Surprisingly, Intel doesn’t feature in any session information, even though their processors power most Microsoft operating systems (although AMD is gaining ground). However, there are sessions for beginners in AI, such as “Learn Live: Get started with AI on Microsoft Azure.” Curiously, only five Build sessions include the term ChatGPT in their title.
AI encompasses more than just generative models, and traditional machine learning plays a crucial role. Microsoft will showcase how developers can incorporate AI into their Windows apps using the ONNX runtime. Another session will focus on the role of Windows in the AI revolution, titled “Deliver AI-powered experiences across cloud and edge, with Windows,” featuring Jeff Mendenhall, Principal Product Manager AI Frameworks Hybrid & Edge. Note that “Edge” here refers to the concept of combining cloud computing with local hardware, rather than Microsoft’s browser.
We’ll also learn more about the Microsoft Dev Box, a cloud-based, managed development virtual computer that coding teams can use, eliminating the need for local physical hardware setup.
Recommended by Our Editors
Windows on Arm and Qualcomm Project Volterra (Credit: Microsoft)
At last year’s Build conference, Microsoft introduced Project Volterra, an Arm-based Windows desktop equipped with AI processors. Microsoft is still committed to Windows on Arm, despite its checkered history. A session this year, titled “Learn how to build the best Arm apps for Windows,” and another session called “Optimize your apps for Arm,” demonstrate the ongoing focus on this platform. Qualcomm experts will also showcase the capabilities of the Snapdragon 8cx Gen3 Compute platform, which supports Windows. In fact, Qualcomm features in four sessions at the conference. Last fall, the company unveiled Oryon, a new processor that promises to introduce groundbreaking technology and deliver incredibly powerful and efficient devices.

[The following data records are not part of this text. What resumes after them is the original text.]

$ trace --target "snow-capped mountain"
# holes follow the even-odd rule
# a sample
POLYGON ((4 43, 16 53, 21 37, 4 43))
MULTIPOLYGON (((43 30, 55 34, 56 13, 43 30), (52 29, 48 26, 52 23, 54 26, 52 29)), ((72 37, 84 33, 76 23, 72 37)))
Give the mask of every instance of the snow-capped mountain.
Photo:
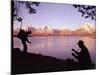
POLYGON ((49 26, 44 26, 42 28, 37 29, 36 34, 38 35, 51 35, 53 34, 53 28, 49 26))
MULTIPOLYGON (((96 29, 95 26, 91 23, 85 23, 81 25, 76 30, 70 30, 66 27, 63 27, 61 29, 53 29, 50 26, 44 26, 42 28, 34 28, 34 27, 28 27, 28 31, 31 31, 31 35, 79 35, 79 36, 85 36, 85 35, 96 35, 96 29)), ((13 31, 13 35, 16 35, 18 33, 18 29, 13 31)))
POLYGON ((95 26, 90 23, 85 23, 81 25, 80 28, 74 31, 74 34, 77 35, 95 35, 95 26))

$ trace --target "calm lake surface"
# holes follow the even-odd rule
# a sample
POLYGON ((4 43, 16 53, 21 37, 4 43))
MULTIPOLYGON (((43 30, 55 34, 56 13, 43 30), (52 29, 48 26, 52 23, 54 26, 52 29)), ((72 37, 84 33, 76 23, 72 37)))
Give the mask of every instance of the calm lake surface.
MULTIPOLYGON (((96 57, 96 39, 90 36, 35 36, 29 37, 32 44, 28 44, 28 52, 52 56, 58 59, 75 58, 72 56, 71 49, 79 49, 77 42, 83 40, 88 48, 92 62, 95 63, 96 57)), ((18 47, 23 50, 21 41, 13 38, 14 48, 18 47)))

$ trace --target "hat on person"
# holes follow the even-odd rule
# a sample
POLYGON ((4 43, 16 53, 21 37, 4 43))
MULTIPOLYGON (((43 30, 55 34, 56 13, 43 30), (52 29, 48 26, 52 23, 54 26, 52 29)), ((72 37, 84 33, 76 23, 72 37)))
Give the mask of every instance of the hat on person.
POLYGON ((78 44, 83 45, 84 42, 83 42, 82 40, 79 40, 79 41, 78 41, 78 44))

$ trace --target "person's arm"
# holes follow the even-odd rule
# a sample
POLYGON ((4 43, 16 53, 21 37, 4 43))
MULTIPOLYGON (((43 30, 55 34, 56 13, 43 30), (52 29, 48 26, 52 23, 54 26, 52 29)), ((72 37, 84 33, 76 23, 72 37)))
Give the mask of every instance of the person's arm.
POLYGON ((72 49, 72 51, 74 51, 77 55, 79 55, 79 52, 77 52, 76 50, 72 49))
POLYGON ((74 56, 76 59, 79 59, 79 57, 76 56, 74 53, 72 53, 72 56, 74 56))
POLYGON ((29 40, 28 40, 28 38, 27 38, 27 40, 26 40, 28 43, 31 43, 29 40))

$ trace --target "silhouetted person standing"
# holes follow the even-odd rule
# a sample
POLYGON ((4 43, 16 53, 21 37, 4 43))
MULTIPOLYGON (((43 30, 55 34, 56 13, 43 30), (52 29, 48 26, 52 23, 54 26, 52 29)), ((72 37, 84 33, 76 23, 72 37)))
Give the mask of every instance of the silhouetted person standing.
POLYGON ((17 35, 18 38, 21 39, 22 41, 22 44, 23 44, 23 52, 24 53, 27 53, 27 44, 26 42, 28 43, 31 43, 29 40, 28 40, 28 35, 31 34, 31 31, 25 31, 25 30, 20 30, 19 34, 17 35))
POLYGON ((77 52, 76 50, 72 49, 72 51, 76 53, 76 55, 74 53, 72 53, 72 55, 76 59, 78 59, 81 68, 83 69, 90 68, 92 62, 88 49, 86 48, 82 40, 79 40, 78 46, 80 47, 81 51, 77 52))

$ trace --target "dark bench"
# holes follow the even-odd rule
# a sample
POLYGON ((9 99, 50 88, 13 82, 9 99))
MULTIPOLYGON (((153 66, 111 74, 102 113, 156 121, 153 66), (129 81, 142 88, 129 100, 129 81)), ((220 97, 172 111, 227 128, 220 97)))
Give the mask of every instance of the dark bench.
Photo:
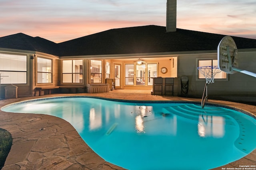
POLYGON ((68 90, 68 93, 70 93, 70 90, 72 89, 76 89, 76 93, 78 93, 78 89, 79 88, 82 88, 84 89, 84 92, 85 93, 86 89, 86 87, 84 86, 60 86, 60 88, 64 88, 68 90))
POLYGON ((76 93, 78 93, 78 89, 79 88, 83 88, 84 89, 84 92, 85 92, 85 89, 86 88, 86 86, 42 86, 40 87, 36 87, 35 89, 36 91, 36 93, 37 91, 38 91, 39 92, 39 96, 43 96, 44 94, 42 94, 42 90, 49 90, 49 94, 51 94, 51 90, 52 89, 67 89, 68 90, 68 93, 70 93, 70 90, 72 89, 76 89, 76 93))
POLYGON ((36 91, 36 91, 39 91, 39 96, 42 96, 42 90, 49 90, 49 94, 50 94, 51 93, 51 90, 52 89, 58 89, 60 88, 59 86, 45 86, 45 87, 36 87, 35 89, 36 91))

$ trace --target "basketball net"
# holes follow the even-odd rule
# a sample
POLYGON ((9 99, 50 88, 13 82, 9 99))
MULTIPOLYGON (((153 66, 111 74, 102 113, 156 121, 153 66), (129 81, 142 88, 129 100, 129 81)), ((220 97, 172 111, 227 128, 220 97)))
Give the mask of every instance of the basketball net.
POLYGON ((198 67, 197 69, 205 77, 206 83, 209 84, 214 82, 214 76, 221 72, 218 66, 203 66, 198 67))

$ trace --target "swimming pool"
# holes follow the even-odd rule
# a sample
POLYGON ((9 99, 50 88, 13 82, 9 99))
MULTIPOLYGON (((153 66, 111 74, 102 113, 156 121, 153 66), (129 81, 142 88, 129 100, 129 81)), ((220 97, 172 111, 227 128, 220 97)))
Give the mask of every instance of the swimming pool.
POLYGON ((255 149, 255 117, 227 107, 200 107, 73 96, 26 101, 1 109, 64 119, 100 156, 130 170, 209 169, 255 149))

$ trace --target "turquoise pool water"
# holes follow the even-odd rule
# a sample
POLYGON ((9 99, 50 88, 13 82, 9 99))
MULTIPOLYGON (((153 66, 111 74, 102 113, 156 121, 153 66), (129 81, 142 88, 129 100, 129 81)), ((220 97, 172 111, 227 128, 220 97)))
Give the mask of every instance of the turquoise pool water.
POLYGON ((63 119, 106 160, 131 170, 208 170, 256 148, 255 117, 220 106, 73 96, 1 109, 63 119))

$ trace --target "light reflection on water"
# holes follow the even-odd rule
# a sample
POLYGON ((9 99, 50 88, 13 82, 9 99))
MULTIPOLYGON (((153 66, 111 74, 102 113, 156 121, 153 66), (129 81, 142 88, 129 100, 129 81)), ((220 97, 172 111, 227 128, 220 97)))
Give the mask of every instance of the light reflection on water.
POLYGON ((209 169, 256 147, 255 120, 222 107, 81 98, 28 103, 4 111, 64 119, 100 156, 131 170, 179 169, 184 162, 190 170, 209 169))

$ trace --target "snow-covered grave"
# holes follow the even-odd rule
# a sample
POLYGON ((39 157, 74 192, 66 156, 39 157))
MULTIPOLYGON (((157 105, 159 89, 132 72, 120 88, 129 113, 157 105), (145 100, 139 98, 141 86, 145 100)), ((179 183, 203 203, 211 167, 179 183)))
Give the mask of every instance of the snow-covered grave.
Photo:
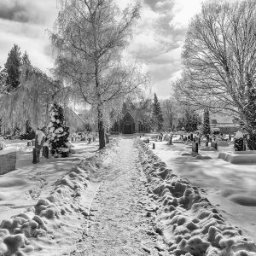
MULTIPOLYGON (((195 179, 192 178, 194 173, 188 179, 183 173, 181 176, 177 171, 182 169, 177 170, 178 166, 175 164, 175 160, 177 157, 173 152, 171 153, 172 161, 166 158, 169 165, 166 166, 166 160, 162 160, 167 156, 167 153, 170 156, 170 150, 167 152, 163 148, 169 147, 180 152, 182 150, 178 147, 181 145, 170 147, 166 143, 156 144, 158 146, 156 148, 161 150, 152 151, 147 145, 142 143, 139 143, 139 148, 143 168, 148 180, 148 191, 157 204, 157 220, 163 230, 164 241, 168 244, 170 255, 255 255, 256 245, 253 241, 253 239, 255 241, 256 237, 255 229, 246 230, 247 224, 254 224, 255 212, 253 218, 247 216, 247 213, 240 216, 237 210, 224 211, 220 204, 214 206, 214 200, 210 197, 207 191, 209 189, 203 187, 209 187, 207 184, 208 179, 209 183, 214 184, 212 189, 216 189, 218 181, 213 182, 212 178, 207 177, 203 182, 204 186, 201 186, 195 183, 195 180, 200 180, 201 174, 197 175, 195 179), (156 156, 155 153, 160 157, 156 156), (241 219, 239 220, 239 218, 241 219)), ((188 156, 183 157, 180 165, 187 164, 188 161, 188 156)), ((182 167, 183 169, 184 166, 182 167)), ((192 165, 189 164, 188 167, 189 172, 194 171, 192 165)), ((207 171, 211 172, 212 168, 207 171)), ((228 191, 226 193, 228 196, 228 191)), ((230 195, 231 194, 230 190, 230 195)), ((231 198, 230 200, 232 201, 231 198)), ((236 196, 234 201, 236 201, 239 204, 239 201, 245 200, 241 196, 236 196)), ((251 203, 250 206, 253 206, 253 196, 250 200, 247 197, 247 201, 251 203)), ((226 201, 224 204, 226 204, 226 201)), ((238 209, 239 212, 239 206, 236 205, 235 209, 238 209)), ((247 210, 247 208, 243 206, 242 211, 247 210)))
POLYGON ((83 160, 89 172, 95 163, 86 167, 87 160, 98 143, 74 146, 76 153, 69 157, 40 157, 34 165, 26 142, 7 145, 4 150, 15 148, 16 168, 0 175, 0 255, 63 255, 72 248, 82 221, 75 195, 89 186, 87 171, 82 175, 75 166, 83 160))
POLYGON ((16 150, 14 147, 0 150, 0 175, 15 170, 16 150))
POLYGON ((221 152, 218 158, 234 165, 256 165, 256 150, 221 152))
MULTIPOLYGON (((148 147, 152 148, 150 145, 148 147)), ((234 145, 230 144, 219 147, 218 150, 210 147, 206 150, 207 148, 201 145, 199 155, 195 157, 189 146, 171 146, 167 142, 156 142, 154 153, 175 175, 196 186, 228 222, 241 228, 256 241, 255 166, 247 163, 241 168, 218 158, 219 154, 232 152, 233 148, 234 145)), ((244 153, 239 154, 236 155, 244 153)))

While we’re still adjusting to the rebranding of Microsoft’s productivity offering from Office to Microsoft 365, Build includes at least ten sessions on developing for Microsoft 365. Many of these sessions concentrate on the beta Copilot, an AI assistant for Microsoft 365 users, which adds to the productivity suite.
Microsoft Teams continues to evolve, and there are 26 sessions dedicated to it, either primarily or indirectly. Teams now supports WebView2, Microsoft’s browser-rendering engine that powers Edge and other web-accessible applications. Sessions will cover building chatbots within Teams and leveraging AI and Copilot.
Surface and Xbox
Based on previous Build conferences, Microsoft’s PC and gaming devices will likely receive only brief mentions. The transition to WebView2 may prompt a reference to Xbox, and we may see Surface mentioned in a few keynote sessions.